« je suis persuadée que nous avons les mêmes sentiments. »
Hana lança un regard inquisiteur accompagné d'une grimace à Mari, poussant la femme plus âgée à clarifier ses propos au plus vite.
« Ah, je veux dire, pas comme ça ! Je n'ai pas de sentiments pour le Chef ! » Répondit rapidement Mari, luttant pour sortir une phrase cohérente.

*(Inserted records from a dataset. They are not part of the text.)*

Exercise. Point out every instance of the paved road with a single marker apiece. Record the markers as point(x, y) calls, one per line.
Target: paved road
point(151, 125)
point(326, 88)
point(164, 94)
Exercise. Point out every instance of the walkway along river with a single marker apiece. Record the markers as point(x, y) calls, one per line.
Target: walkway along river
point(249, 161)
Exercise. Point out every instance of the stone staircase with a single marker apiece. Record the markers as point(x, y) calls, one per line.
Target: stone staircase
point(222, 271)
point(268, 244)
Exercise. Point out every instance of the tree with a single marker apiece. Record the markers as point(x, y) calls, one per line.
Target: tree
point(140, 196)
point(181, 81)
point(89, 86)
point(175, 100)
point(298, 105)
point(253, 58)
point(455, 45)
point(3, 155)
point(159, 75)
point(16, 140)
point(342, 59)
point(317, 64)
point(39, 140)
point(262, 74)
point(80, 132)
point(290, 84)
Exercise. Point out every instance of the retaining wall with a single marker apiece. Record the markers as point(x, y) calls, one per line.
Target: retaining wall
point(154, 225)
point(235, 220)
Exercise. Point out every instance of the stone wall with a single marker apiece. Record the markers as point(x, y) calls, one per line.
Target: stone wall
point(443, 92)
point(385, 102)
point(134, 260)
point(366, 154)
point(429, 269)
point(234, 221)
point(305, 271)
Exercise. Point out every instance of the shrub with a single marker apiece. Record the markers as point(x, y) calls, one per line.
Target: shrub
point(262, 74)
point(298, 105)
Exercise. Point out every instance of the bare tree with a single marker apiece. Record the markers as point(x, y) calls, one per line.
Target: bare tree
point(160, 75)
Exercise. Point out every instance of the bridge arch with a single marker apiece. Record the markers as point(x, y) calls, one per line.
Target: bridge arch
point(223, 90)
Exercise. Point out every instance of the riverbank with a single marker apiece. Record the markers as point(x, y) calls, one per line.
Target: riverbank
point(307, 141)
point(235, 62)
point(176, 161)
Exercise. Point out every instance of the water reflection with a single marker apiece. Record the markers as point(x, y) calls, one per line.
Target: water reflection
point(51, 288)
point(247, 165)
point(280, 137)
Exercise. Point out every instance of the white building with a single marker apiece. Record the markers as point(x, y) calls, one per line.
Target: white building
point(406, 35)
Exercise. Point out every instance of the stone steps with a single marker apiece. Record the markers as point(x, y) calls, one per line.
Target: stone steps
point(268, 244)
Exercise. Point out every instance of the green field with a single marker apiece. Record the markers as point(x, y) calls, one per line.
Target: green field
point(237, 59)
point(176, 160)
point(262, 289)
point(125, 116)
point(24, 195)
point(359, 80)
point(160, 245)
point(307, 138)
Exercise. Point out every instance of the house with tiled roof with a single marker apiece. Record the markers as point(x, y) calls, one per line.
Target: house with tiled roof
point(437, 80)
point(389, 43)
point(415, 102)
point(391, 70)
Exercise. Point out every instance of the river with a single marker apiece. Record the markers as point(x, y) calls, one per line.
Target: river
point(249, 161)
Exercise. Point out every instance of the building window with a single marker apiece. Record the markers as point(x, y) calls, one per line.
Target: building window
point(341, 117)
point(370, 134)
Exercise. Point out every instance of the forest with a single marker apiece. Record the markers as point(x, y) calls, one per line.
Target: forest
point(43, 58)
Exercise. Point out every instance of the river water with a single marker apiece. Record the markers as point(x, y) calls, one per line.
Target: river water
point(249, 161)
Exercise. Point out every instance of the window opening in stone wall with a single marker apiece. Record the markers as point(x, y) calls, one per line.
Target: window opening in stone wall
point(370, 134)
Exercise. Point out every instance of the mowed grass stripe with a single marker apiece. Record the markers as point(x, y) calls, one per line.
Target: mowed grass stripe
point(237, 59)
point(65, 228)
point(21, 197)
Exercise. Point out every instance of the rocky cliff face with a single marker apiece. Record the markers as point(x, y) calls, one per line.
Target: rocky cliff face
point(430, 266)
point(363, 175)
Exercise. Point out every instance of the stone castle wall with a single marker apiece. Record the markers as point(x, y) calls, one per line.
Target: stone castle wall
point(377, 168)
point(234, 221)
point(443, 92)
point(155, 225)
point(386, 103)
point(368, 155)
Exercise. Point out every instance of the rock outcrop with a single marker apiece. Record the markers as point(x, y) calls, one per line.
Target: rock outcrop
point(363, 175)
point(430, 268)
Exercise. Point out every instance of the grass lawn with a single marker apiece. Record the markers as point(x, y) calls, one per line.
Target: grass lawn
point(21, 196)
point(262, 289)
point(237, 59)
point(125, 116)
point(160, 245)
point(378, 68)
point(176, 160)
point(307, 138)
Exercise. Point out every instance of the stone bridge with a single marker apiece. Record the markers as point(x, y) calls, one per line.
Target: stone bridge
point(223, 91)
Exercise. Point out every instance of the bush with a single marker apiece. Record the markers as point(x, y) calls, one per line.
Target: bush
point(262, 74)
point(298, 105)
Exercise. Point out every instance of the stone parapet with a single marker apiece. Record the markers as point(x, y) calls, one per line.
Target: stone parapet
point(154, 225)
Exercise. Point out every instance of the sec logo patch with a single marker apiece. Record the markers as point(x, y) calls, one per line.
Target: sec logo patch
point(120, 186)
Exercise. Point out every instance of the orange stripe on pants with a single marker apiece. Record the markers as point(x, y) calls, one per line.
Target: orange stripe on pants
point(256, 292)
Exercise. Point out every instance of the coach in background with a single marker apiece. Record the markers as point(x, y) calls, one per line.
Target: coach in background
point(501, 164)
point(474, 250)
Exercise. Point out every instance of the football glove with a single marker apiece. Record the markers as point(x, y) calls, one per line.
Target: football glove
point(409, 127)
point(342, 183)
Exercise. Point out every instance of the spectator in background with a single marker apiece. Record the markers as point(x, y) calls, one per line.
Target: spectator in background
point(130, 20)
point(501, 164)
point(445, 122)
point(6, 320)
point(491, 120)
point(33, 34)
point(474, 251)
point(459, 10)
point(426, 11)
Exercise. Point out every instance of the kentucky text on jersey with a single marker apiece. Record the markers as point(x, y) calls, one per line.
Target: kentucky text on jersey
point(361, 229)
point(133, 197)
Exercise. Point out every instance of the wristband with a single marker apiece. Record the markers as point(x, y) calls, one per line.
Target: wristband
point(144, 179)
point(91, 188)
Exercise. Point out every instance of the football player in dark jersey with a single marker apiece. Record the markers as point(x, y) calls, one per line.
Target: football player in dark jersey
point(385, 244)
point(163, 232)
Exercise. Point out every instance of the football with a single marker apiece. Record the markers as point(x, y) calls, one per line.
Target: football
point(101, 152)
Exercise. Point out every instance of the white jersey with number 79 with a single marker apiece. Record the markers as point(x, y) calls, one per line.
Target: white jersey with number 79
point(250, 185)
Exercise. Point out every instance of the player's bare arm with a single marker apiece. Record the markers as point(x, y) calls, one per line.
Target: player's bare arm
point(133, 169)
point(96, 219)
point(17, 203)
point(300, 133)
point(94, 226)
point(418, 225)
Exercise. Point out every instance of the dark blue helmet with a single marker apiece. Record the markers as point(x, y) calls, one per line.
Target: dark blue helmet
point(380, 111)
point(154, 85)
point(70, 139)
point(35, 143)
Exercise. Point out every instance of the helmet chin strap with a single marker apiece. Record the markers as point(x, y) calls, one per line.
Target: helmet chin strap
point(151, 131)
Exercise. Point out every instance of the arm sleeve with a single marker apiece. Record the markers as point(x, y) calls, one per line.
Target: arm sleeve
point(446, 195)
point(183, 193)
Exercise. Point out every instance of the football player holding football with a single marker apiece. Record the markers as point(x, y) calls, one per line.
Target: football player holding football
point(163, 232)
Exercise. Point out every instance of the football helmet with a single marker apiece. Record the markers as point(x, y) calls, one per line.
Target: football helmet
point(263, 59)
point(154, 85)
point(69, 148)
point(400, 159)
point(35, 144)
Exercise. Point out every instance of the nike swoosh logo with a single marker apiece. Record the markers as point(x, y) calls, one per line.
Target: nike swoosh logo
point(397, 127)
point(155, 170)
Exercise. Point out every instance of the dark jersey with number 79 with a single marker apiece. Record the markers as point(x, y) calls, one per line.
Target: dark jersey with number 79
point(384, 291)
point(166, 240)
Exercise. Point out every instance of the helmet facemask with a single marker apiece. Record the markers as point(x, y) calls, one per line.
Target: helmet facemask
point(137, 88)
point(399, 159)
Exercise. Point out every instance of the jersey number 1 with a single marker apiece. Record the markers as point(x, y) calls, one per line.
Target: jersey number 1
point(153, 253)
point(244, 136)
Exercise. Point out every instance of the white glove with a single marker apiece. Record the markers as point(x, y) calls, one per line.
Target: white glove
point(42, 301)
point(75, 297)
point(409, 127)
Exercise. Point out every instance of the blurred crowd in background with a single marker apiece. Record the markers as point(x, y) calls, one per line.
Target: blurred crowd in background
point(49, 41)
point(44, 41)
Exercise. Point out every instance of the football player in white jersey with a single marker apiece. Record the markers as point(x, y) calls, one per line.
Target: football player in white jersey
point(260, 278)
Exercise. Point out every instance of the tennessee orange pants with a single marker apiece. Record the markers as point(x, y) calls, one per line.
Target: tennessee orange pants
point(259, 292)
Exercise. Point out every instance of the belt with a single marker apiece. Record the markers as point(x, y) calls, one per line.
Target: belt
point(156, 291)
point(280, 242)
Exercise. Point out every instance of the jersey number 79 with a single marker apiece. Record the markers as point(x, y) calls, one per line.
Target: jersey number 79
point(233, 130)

Elle en laissa même son pot de glace à ses côtés sur le banc, pour agiter avec énergie ses bras et contredire physiquement ce que la jeune femme pensait.
Cela sembla fonctionner, car le visage d'Hana finit par se relaxer.
Mari soupira longuement, ayant pu éviter de justesse une crise.
Le Chef Kobayashi était définitivement un sujet délicat à aborder.
« Ce que je veux dire... » reprit Mari en souriant, « c'est que je peux me voir en toi. »
Cela sembla intéresser Hana, qui était devenue curieuse.
Qu'est-ce que Mari voulait dire par là ?
Est-ce que elle aussi, elle… ?
« Tu n'es pas tombée amoureuse de lui aujourd'hui, n'est-ce pas ? » Demanda Mari, avec une voix à peine audible.
Hana hocha simplement de la tête pour lui répondre. Sans un mot.
Mari retomba lentement en arrière, pressant son dos contre le dossier du banc sur lequel elles étaient assises ; et assez lentement pour éviter de renverser sa glace en train de fondre. Elle coiffa derrière son oreille gauche quelques mèches de cheveux, montrant au passage des ongles parfaitement manucurés arborant des motifs de fleurs mignons et colorés. Elle dévoila par le même geste que son oreille n'était pas percée, et donc, qu'elle ne portait pas de boucle d'oreille. Ce qui était plutôt étrange et inhabituel, surtout pour une femme qui avait l'air de suivre toutes les tendances et les dernières modes.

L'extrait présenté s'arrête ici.